「起立、礼ー」

授業が終わるチャイムが鳴り、日直の掛け声でみんな席を立ちバラバラと教室を出て行った。

先生が教室を出たのを確認した後、平然としている天野君に初めて話しかけた。


「ちょっと!あなたどういうつもり!?」

天野君は口笛を吹きながら教科書を片付けている。


「さー?何のことかなー?」

おどけている彼に眉間の皺が深くなる。


「あなたのせいで注意されたんだけど!」

「えー?俺なんかしたかなー?」

「あ、ちょっと!」


天野君はクスクス笑いながら教室を出て廊下を歩いていく。

その後ろ姿を追いかけようと廊下に出ると他のクラスの生徒達が行き交っていて、その間を彼はまるで蝶のようにひらひらとすり抜けて行く。
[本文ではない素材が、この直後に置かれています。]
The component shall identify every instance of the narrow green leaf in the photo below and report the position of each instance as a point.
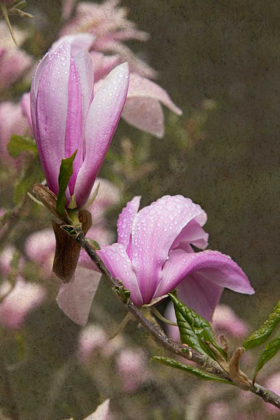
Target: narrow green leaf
(194, 329)
(65, 173)
(190, 369)
(263, 333)
(19, 144)
(94, 243)
(27, 179)
(270, 350)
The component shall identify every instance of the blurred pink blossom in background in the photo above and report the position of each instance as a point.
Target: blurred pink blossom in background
(92, 339)
(131, 366)
(108, 24)
(12, 121)
(18, 302)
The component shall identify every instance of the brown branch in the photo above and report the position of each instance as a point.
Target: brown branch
(180, 350)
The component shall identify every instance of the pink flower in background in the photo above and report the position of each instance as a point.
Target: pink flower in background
(65, 117)
(12, 121)
(110, 27)
(13, 63)
(131, 365)
(19, 302)
(101, 413)
(40, 248)
(92, 339)
(154, 256)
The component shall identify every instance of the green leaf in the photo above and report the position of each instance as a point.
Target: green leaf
(195, 331)
(19, 144)
(65, 173)
(190, 369)
(269, 351)
(263, 333)
(27, 179)
(94, 243)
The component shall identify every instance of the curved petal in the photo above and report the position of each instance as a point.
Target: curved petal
(26, 108)
(78, 42)
(75, 298)
(34, 90)
(51, 108)
(103, 64)
(125, 221)
(85, 67)
(102, 121)
(74, 123)
(116, 260)
(145, 114)
(154, 230)
(193, 234)
(209, 269)
(139, 86)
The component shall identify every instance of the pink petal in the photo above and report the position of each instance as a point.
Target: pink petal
(103, 118)
(84, 64)
(125, 221)
(118, 263)
(200, 278)
(141, 87)
(78, 42)
(154, 230)
(146, 114)
(51, 107)
(26, 108)
(193, 234)
(75, 298)
(103, 64)
(74, 123)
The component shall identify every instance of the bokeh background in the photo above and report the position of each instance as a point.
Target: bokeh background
(220, 62)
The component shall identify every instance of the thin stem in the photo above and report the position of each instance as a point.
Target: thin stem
(180, 350)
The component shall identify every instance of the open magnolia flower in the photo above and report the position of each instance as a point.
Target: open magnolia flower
(66, 117)
(154, 256)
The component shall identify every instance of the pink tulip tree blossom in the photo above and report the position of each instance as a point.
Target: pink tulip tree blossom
(154, 256)
(18, 302)
(142, 108)
(66, 117)
(110, 27)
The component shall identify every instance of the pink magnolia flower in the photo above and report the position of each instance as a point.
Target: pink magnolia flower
(142, 108)
(92, 339)
(154, 256)
(131, 365)
(101, 413)
(110, 27)
(65, 117)
(12, 121)
(19, 302)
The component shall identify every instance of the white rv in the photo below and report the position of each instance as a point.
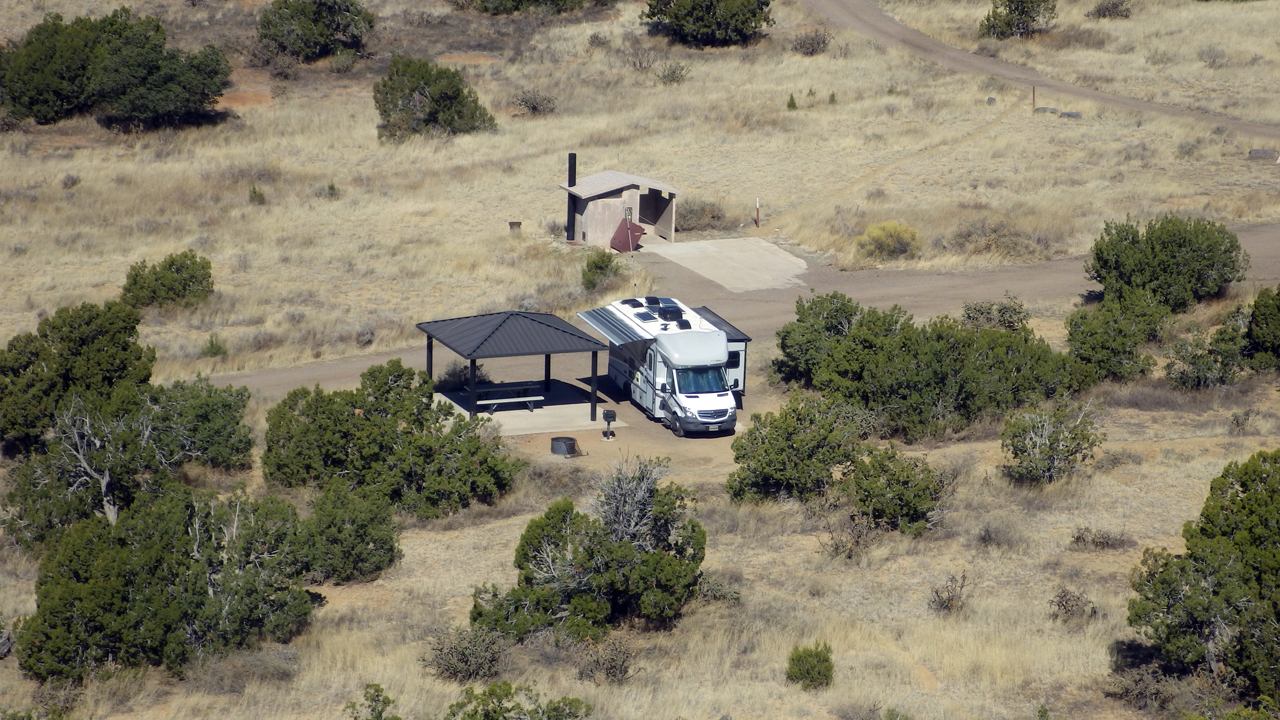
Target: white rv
(685, 368)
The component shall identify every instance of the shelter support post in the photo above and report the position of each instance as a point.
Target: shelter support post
(595, 355)
(471, 386)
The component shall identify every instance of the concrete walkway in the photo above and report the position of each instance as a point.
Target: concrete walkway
(740, 264)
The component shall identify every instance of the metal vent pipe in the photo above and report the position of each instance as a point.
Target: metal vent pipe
(572, 181)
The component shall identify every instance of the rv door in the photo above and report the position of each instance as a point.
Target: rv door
(643, 390)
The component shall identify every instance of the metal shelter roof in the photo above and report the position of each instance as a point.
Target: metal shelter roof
(510, 335)
(613, 181)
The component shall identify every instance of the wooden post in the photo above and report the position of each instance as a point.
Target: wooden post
(472, 386)
(594, 364)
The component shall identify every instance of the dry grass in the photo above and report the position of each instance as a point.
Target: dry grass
(1001, 656)
(1183, 53)
(419, 231)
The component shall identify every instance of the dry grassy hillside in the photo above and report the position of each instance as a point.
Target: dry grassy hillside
(420, 231)
(1002, 657)
(1214, 57)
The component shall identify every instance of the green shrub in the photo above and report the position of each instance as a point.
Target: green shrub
(792, 452)
(810, 666)
(342, 63)
(200, 423)
(599, 268)
(173, 579)
(214, 347)
(1178, 260)
(419, 96)
(812, 42)
(918, 379)
(464, 655)
(1018, 18)
(137, 83)
(895, 491)
(1110, 9)
(388, 433)
(1048, 445)
(672, 73)
(376, 703)
(1105, 340)
(951, 596)
(1197, 363)
(101, 456)
(48, 73)
(535, 101)
(350, 537)
(890, 240)
(310, 30)
(507, 7)
(1264, 331)
(501, 701)
(580, 574)
(183, 278)
(711, 22)
(91, 350)
(1211, 606)
(115, 68)
(926, 379)
(1008, 314)
(807, 341)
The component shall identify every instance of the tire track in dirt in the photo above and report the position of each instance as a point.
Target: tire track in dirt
(865, 18)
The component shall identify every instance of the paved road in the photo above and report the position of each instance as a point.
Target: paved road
(762, 311)
(865, 18)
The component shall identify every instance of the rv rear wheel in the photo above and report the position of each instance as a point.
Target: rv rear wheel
(673, 424)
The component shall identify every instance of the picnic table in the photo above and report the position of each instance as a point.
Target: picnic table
(499, 393)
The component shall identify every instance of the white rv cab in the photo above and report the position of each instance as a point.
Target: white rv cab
(675, 363)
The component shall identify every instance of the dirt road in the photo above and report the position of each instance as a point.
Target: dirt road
(760, 313)
(865, 18)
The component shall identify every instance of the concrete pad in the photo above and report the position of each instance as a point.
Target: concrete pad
(566, 408)
(740, 264)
必死に追いかけて人混みを抜けると誰もいない階段の踊り場で壁にもたれながら笑っている天野君がいた。


「…ねぇ、どうして私に構うの?」

あんなに拒否しているのに天野君は変わらず私に接してくる。
その理由が全くわからない。


「んー、なんでだろ?なんか、勿体ねぇなって思って」

「勿体ない?」

その言葉をおうむ返しすると、天野君は両手を後ろに組み後頭部を支える。


「高校生活ってもう2年も無いだろ?今しか楽しめないことがたくさんある。そんなに壁作らなくてもみんないい奴だし、もっと前向きに今のこの瞬間を楽しめばいいのにって」

だから勿体ないってこと。そう言って屈託のない笑顔を向けられ、どきっとした。


「…あなたには楽しい場所かもしれないけど、私にとっては違う。みんなとじゃなくていい。一人でいい、一人が慣れてる」

ぎゅっと握った拳に爪が食い込んで痛い。


「…独りは寂しい。そんなこと慣れてんじゃねぇよ」

優しく微笑む彼にカッと頭に血が上った。


「あなたに何が分かるの!?みんなに好かれてる様な人に、私の気持ちなんて分からないでしょ!?勝手な事言わないで!」


踊り場に私の声が響く。

溢れそうな涙を堪えて踵を返し、引き止める天野君の声を無視してそのまま走って教室に戻り自分の席の横にかかっている鞄を引っ掴んで教室を出た。


正門を出て走る速度を緩めながら息を整えていく。

本当は自分が一番よく分かってる。
独りは寂しい。


だけど…ー


嫌な記憶が頭に流れ込んでくる。

遮る様にこめかみ部分の髪をくしゃりと握った。